BALTIMORE – Takii Nikeya Smith, age 44, of Cambridge has pled guilty to federal charges of conspiracy to distribute five kilograms or more of cocaine, possession with intent to distribute cocaine, and to being a felon in possession of a firearm.
The guilty plea was announced by United States Attorney for the District of Maryland Robert K. Hur; Special Agent in Charge John Eisert of Homeland Security Investigations (HSI) Baltimore; and the members of the Dorchester and Wicomico County Narcotics Task Forces, including: Colonel William M. Pallozzi, Superintendent of the Maryland State Police; Dorchester County Sheriff James W. Phillips, Jr.; Chief Mark Lewis of the Cambridge Police Department; Chief Bruce Jones of the Hurlock Police Department; Wicomico County Sheriff Mike Lewis; Chief Barbara Duncan of the Salisbury Police Department; Chief Brian Swafford of Fruitland Police Department; Dorchester County States Attorney William Jones; and Wicomico County State’s Attorney Jamie Dykes.
According to Smith’s guilty plea, in early 2018, an investigation was conducted into the distribution of large quantities of cocaine on the Eastern Shore of Maryland, involving hundreds of hours of physical and electronic surveillance, and numerous controlled purchases of narcotics.
Information gathered through surveillance and the execution of search warrants—one of which turned up more than a kilogram of cocaine packaged for distribution—suggested that Smith was a large-scale cocaine supplier in the area. After several weeks of surveillance, Smith was stopped by the Maryland State Police and members of the Wicomico County Narcotics Task Force as he returned to Maryland from Delaware. Smith fled the traffic stop after being advised that a police K-9 would be conducting an open-air scan of his vehicle, which led to a vehicle pursuit.
Smith was ultimately apprehended when his vehicle got stuck in mud while driving over farm land. Later, after receiving citizen complaints about packages found along roadways traversed during the pursuit, law enforcement recovered two kilogram packages of cocaine. According to the guilty plea, Smith admitted that the drugs belonged to him and that he had discarded them during his flight from law enforcement.
Search warrants were subsequently executed at one of Smith’s properties in Mardela Springs and at a trailer that Smith had stored at an auto body shop. Law enforcement recovered more than 600 grams of cocaine, a digital scale, cutting agents, and other drug distribution paraphernalia, as well as several rounds of .40-caliber ammunition from in and near the house. From the trailer, law enforcement recovered three firearms—a 9mm pistol, a .40-caliber pistol, and an AR-15 rifle—as well as $347,000 in cash in a vacuum-sealed bag. Smith knew that he was prohibited from possessing a firearm or ammunition as the result of a previous felony conviction.
Smith had previously been charged in 1999 with intent to distribute a controlled dangerous substance, and in 2007 for the same and also narcotics.

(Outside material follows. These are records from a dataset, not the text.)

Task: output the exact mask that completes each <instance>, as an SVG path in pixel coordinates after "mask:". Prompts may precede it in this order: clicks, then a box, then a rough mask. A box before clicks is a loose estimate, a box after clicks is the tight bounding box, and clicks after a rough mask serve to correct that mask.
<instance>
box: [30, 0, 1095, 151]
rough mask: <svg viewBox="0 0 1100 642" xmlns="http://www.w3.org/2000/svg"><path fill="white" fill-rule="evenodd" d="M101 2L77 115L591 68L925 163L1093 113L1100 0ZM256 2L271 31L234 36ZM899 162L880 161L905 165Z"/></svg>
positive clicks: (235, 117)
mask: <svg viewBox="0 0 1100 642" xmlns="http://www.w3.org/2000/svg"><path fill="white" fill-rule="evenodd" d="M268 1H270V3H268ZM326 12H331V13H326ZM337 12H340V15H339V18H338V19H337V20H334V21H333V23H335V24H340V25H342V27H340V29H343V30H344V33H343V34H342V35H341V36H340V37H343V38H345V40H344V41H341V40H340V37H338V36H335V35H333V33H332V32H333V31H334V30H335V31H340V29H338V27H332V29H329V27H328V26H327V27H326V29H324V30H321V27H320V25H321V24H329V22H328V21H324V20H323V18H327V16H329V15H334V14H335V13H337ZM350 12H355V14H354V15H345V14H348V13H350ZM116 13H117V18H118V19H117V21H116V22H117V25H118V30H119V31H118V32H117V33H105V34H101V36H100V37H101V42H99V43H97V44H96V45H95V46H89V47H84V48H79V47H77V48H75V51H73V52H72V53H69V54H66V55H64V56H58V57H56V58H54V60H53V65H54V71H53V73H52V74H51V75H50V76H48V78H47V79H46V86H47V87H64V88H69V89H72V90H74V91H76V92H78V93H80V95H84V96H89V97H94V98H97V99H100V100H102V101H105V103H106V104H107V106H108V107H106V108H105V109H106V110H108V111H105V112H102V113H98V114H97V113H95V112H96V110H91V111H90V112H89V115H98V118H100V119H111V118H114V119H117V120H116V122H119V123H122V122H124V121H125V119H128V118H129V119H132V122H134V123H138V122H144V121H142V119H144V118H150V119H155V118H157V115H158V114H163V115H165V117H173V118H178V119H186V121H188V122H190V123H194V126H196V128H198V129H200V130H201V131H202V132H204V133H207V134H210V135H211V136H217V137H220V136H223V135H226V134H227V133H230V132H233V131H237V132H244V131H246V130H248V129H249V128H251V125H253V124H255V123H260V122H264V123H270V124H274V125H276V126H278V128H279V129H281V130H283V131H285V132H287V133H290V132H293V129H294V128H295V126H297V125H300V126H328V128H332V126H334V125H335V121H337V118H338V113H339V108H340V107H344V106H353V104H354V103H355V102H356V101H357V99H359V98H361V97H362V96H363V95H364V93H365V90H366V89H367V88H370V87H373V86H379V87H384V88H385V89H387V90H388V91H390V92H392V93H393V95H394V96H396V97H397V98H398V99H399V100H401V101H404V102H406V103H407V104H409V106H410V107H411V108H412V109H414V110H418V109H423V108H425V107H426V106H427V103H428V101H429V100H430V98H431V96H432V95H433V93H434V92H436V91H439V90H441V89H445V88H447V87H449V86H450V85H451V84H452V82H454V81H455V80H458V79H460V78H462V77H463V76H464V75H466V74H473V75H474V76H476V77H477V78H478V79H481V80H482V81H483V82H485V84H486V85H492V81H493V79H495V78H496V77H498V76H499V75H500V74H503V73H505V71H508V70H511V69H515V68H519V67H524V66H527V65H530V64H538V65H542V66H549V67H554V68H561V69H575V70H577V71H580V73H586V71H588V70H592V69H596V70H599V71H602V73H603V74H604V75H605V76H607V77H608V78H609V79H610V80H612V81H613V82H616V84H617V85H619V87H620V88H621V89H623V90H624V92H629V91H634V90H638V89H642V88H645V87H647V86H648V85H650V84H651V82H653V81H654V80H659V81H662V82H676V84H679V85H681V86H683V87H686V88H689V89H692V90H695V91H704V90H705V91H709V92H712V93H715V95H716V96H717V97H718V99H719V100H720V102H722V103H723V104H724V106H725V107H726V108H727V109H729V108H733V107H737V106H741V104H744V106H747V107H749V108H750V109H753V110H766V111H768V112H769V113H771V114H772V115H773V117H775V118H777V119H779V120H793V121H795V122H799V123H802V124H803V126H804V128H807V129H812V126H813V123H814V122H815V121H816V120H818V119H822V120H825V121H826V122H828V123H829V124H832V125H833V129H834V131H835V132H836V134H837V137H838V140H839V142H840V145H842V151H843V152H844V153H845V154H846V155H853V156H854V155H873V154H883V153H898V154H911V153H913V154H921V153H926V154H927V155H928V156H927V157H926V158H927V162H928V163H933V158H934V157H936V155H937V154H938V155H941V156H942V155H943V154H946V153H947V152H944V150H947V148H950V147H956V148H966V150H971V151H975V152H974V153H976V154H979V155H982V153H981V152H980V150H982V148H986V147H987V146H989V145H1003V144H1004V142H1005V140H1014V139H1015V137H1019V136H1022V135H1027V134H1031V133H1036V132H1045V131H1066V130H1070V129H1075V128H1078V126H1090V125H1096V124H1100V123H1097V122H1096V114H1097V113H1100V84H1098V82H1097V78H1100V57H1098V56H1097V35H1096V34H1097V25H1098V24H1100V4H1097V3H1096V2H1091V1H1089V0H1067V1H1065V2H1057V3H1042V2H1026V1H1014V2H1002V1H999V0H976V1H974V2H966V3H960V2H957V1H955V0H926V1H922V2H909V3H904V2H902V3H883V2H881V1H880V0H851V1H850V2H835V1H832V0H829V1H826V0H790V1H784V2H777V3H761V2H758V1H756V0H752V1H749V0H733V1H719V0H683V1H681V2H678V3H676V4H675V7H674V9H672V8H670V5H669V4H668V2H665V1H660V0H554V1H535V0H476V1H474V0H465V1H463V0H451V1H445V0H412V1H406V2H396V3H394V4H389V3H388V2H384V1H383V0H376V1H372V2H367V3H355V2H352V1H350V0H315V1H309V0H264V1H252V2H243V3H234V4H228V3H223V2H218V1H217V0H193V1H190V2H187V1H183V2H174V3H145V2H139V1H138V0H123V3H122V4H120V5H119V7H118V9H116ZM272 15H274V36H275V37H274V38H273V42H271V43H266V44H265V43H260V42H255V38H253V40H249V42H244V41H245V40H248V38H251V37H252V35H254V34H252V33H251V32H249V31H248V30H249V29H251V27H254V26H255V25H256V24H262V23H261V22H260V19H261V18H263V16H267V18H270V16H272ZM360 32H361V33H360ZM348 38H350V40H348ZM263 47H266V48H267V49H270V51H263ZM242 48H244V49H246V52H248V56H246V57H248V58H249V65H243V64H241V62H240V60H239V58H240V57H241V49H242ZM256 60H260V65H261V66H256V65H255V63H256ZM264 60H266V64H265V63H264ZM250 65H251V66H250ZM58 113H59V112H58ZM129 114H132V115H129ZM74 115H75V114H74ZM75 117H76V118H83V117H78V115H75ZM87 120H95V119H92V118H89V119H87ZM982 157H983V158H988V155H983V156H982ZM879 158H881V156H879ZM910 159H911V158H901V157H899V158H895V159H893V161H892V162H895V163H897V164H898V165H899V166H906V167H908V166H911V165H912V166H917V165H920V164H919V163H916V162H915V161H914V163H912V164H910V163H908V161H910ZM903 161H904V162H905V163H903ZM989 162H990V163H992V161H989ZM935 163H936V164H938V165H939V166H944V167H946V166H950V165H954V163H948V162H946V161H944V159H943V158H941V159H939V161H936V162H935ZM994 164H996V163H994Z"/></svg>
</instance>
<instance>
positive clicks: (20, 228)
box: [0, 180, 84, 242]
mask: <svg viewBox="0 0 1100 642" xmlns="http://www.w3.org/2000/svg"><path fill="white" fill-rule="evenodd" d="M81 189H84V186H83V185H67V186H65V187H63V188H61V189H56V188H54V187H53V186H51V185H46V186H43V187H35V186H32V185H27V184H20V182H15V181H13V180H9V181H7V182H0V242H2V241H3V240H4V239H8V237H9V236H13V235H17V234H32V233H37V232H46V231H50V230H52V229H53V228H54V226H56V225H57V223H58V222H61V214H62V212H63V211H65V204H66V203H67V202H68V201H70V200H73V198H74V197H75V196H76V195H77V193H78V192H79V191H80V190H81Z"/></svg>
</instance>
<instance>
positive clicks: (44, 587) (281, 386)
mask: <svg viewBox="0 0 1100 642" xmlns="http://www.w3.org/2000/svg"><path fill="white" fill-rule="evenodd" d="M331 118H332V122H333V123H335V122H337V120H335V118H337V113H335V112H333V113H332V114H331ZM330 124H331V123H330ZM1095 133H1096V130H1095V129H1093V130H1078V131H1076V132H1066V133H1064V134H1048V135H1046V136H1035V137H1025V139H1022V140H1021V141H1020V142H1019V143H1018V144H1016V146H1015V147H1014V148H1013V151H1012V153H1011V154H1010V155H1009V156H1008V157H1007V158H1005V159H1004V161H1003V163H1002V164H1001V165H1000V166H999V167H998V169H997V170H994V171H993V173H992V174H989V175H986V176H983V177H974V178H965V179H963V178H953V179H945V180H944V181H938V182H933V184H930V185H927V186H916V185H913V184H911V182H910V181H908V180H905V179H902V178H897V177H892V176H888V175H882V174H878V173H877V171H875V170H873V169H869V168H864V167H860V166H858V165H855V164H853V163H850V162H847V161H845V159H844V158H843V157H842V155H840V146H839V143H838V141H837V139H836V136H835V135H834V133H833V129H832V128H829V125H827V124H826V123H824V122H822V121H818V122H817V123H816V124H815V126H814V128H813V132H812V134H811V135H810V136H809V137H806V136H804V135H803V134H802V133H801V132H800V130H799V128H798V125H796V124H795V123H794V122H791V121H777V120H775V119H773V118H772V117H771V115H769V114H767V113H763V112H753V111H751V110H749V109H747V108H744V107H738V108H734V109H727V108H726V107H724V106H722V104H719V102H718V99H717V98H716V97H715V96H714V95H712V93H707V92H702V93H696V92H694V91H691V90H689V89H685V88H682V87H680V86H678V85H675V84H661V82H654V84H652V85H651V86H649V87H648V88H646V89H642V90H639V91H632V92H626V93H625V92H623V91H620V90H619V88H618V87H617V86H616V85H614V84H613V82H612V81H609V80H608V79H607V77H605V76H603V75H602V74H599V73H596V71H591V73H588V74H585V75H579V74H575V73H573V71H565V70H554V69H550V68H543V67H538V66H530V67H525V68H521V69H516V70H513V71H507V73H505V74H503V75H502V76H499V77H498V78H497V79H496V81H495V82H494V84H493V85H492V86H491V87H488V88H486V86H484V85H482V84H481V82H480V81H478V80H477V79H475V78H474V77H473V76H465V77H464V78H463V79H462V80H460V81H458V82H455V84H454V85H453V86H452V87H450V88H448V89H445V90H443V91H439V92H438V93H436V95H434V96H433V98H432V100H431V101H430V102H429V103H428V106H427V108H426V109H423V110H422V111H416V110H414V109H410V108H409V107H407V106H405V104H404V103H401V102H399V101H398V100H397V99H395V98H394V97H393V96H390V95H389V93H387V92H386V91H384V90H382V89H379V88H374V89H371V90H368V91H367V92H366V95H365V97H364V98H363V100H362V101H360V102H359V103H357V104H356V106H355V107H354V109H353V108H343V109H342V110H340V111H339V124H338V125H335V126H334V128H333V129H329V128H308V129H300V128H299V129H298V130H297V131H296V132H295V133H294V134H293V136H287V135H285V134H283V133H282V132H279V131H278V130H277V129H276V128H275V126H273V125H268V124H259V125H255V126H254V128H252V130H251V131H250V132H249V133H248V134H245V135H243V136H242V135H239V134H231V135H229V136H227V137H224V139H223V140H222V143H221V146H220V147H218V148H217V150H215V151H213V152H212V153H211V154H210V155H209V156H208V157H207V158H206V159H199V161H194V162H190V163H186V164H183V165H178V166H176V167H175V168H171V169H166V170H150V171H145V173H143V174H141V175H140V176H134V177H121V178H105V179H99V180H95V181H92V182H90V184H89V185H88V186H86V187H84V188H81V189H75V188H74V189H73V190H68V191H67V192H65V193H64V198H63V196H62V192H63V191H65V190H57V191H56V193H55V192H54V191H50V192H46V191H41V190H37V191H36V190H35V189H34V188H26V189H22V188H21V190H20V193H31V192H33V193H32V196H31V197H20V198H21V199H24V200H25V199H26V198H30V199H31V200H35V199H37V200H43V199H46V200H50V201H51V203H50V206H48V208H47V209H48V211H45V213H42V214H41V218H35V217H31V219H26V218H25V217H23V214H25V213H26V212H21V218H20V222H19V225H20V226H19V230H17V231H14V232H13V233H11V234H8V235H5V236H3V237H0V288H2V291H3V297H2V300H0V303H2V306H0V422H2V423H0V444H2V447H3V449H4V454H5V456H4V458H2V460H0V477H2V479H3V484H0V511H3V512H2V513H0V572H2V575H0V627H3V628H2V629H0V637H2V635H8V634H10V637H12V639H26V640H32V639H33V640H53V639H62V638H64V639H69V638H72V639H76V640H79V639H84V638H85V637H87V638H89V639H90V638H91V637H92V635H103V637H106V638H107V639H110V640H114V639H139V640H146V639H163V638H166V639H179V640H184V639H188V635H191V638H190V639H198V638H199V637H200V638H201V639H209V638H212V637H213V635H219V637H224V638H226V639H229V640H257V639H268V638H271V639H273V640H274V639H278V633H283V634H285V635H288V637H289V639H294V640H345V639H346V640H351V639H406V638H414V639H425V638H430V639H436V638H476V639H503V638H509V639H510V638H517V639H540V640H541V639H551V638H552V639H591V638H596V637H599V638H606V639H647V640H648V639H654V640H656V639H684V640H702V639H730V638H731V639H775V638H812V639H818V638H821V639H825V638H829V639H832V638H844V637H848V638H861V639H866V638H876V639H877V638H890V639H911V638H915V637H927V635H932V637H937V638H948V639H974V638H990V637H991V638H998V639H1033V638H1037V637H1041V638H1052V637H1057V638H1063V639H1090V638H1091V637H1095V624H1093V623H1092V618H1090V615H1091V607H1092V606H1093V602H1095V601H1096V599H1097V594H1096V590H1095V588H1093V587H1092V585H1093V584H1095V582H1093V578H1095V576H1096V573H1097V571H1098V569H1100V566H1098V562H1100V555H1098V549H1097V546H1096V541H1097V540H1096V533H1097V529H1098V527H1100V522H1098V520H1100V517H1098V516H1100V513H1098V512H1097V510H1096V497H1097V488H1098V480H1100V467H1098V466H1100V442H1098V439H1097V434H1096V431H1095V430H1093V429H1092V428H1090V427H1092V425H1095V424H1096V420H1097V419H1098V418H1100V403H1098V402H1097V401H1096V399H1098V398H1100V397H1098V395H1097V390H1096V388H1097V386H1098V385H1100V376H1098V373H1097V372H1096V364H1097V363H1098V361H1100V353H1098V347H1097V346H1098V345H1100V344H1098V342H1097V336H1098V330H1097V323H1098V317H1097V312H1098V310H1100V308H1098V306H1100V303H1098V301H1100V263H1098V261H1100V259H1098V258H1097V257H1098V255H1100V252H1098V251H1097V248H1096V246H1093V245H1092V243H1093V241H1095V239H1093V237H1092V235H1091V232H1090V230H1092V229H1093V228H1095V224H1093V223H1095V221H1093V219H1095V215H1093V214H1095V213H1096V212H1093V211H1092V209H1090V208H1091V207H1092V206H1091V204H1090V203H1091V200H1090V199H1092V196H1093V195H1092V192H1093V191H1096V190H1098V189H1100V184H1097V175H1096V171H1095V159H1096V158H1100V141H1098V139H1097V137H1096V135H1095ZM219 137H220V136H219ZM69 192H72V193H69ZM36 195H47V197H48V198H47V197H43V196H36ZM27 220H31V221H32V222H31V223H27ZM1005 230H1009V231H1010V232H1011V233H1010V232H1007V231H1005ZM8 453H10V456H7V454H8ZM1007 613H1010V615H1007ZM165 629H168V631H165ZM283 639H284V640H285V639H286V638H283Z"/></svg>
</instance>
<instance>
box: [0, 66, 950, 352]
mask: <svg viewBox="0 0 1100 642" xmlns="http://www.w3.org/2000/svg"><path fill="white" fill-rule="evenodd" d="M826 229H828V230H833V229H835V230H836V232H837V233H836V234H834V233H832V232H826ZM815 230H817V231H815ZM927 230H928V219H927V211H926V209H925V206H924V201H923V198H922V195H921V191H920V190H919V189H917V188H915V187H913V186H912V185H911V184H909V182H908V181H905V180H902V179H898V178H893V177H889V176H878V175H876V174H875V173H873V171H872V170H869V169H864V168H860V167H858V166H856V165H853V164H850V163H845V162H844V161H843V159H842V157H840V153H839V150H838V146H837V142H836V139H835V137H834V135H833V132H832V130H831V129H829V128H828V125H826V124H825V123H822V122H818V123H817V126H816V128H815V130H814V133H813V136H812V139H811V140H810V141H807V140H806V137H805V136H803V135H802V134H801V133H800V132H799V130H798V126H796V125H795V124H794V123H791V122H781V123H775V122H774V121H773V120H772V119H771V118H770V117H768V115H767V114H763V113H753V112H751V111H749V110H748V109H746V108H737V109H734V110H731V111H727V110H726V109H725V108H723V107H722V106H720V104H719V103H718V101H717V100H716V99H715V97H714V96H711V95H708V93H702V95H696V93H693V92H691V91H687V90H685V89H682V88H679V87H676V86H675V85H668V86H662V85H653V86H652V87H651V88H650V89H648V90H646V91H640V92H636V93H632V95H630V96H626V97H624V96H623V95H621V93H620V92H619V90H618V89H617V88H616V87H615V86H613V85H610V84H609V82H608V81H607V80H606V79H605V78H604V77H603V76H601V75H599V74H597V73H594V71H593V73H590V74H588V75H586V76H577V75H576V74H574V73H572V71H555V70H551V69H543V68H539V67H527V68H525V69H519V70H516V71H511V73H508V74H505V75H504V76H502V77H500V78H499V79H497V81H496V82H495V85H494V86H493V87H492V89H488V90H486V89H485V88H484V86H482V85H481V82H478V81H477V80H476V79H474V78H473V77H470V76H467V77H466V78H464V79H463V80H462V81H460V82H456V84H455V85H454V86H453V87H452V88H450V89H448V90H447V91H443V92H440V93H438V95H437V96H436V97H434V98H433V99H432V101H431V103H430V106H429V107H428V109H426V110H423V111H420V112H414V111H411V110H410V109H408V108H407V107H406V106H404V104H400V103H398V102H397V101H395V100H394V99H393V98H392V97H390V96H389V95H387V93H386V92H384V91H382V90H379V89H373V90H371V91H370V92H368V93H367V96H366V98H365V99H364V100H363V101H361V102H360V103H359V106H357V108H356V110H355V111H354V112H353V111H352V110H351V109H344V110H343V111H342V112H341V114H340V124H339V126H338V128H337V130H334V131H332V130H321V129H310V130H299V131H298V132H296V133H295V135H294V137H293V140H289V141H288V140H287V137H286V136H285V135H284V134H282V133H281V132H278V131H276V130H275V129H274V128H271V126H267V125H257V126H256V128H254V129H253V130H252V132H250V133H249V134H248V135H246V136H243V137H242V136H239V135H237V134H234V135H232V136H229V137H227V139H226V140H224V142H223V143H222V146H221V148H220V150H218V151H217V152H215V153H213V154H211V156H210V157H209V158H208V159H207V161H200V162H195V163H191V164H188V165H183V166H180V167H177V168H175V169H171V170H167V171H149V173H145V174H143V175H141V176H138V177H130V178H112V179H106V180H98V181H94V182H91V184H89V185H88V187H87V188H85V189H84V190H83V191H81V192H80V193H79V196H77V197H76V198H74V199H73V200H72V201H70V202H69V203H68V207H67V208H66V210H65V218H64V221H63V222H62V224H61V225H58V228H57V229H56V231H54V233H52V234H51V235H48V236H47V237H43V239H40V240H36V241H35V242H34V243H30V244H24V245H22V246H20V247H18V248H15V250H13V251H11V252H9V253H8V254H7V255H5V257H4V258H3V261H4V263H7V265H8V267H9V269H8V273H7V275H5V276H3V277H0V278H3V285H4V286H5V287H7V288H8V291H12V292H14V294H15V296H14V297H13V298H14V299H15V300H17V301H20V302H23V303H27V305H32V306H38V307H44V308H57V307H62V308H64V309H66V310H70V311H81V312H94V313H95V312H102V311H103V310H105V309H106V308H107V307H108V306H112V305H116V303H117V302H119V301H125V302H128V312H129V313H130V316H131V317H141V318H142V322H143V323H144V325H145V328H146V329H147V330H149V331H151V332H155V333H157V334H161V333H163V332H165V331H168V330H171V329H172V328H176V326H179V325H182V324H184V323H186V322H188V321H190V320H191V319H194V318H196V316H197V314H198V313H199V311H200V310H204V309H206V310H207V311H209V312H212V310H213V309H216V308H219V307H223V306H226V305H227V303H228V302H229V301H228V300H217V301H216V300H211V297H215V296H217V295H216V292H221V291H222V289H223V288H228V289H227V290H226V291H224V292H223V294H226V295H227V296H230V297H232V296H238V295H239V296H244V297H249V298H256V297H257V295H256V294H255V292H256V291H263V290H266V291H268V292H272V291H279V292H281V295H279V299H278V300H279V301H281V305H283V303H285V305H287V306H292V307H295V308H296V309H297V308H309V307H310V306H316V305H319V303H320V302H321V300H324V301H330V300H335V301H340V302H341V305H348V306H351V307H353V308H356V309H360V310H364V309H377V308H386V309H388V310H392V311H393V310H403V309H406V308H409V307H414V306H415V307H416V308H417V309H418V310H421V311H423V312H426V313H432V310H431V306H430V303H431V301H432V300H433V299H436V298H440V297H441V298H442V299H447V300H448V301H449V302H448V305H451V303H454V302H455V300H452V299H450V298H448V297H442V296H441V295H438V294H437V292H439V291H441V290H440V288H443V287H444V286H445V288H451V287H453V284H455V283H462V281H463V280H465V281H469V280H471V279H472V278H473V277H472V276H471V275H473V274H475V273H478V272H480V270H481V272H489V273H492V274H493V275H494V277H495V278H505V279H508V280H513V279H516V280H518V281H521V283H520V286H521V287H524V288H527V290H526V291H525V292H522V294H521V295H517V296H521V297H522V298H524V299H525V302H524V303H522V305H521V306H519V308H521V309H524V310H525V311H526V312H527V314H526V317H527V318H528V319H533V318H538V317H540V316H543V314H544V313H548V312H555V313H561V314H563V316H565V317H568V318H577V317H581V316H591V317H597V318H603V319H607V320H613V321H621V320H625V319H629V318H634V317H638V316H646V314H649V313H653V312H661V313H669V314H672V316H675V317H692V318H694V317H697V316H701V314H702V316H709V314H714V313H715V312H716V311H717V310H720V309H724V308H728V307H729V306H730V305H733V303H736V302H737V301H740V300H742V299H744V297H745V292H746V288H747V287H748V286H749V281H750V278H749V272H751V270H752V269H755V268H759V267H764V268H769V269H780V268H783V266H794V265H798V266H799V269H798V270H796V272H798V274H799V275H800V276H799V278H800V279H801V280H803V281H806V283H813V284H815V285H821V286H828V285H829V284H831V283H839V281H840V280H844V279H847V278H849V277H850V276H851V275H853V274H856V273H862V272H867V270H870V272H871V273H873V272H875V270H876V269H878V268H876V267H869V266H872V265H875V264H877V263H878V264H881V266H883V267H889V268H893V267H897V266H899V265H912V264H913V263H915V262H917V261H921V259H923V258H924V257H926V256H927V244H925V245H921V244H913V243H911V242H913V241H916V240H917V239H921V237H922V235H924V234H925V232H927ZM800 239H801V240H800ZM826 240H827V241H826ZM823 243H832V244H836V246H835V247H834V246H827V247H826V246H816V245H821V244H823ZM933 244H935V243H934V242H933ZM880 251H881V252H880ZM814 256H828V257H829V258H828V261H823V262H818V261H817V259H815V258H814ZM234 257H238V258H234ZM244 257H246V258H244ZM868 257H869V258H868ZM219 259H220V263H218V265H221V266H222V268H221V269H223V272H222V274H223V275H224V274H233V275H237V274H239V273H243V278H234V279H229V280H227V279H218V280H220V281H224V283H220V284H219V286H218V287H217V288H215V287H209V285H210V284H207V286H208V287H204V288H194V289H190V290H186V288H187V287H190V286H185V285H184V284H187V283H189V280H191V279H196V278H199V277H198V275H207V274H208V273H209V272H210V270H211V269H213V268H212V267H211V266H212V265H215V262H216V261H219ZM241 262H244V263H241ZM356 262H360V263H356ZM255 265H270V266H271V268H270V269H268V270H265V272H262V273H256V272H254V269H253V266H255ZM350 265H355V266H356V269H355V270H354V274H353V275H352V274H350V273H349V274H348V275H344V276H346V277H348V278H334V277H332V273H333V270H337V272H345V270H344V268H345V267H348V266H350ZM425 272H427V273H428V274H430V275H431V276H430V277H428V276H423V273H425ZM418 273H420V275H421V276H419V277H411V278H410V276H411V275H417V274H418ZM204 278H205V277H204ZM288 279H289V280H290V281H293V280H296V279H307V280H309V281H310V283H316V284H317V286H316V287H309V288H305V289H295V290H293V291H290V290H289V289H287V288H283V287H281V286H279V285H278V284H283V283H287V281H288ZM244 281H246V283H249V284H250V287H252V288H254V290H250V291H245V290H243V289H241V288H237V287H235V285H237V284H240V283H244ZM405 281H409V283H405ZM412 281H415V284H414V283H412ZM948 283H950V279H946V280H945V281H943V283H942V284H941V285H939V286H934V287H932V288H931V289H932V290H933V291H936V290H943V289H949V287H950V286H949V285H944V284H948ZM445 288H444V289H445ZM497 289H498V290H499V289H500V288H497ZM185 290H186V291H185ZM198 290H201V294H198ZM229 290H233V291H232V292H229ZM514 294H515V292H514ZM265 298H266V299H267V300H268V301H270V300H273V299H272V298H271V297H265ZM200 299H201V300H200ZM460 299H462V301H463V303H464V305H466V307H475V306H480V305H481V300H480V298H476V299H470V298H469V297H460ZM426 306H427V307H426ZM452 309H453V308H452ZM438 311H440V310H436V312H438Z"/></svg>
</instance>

Smith and the government have agreed that, if the Court accepts the plea agreement, Smith will be sentenced to 13 years in federal prison. U.S. District Judge George L. Russell, III has scheduled sentencing for March 12, 2020.
This case is part of Project Safe Neighborhoods (PSN), a program bringing together all levels of law enforcement and the communities they serve to reduce violent crime and make our neighborhoods safer for everyone. Project Safe Neighborhoods (PSN) is the centerpiece of the Department of Justice’s violent crime reduction efforts. PSN is an evidence-based program proven to be effective at reducing violent crime. Through PSN, a broad spectrum of stakeholders work together to identify the most pressing violent crime problems in the community and develop comprehensive solutions to address them. As part of this strategy, PSN focuses enforcement efforts on the most violent offenders and partners with locally based prevention and reentry programs for lasting reductions in crime.
United States Attorney Robert K. Hur commended HSI, and participating agencies in the Dorchester and Wicomico County Narcotics Task Forces, who are both part of the High Intensity Drug Trafficking Area (HIDTA) Initiative, for their work in the investigation. Hur also thanked Assistant U.S. Attorneys Christopher M. Rigali and Christopher J. Romano who are prosecuting this Organized Crime Drug Enforcement Task Force case.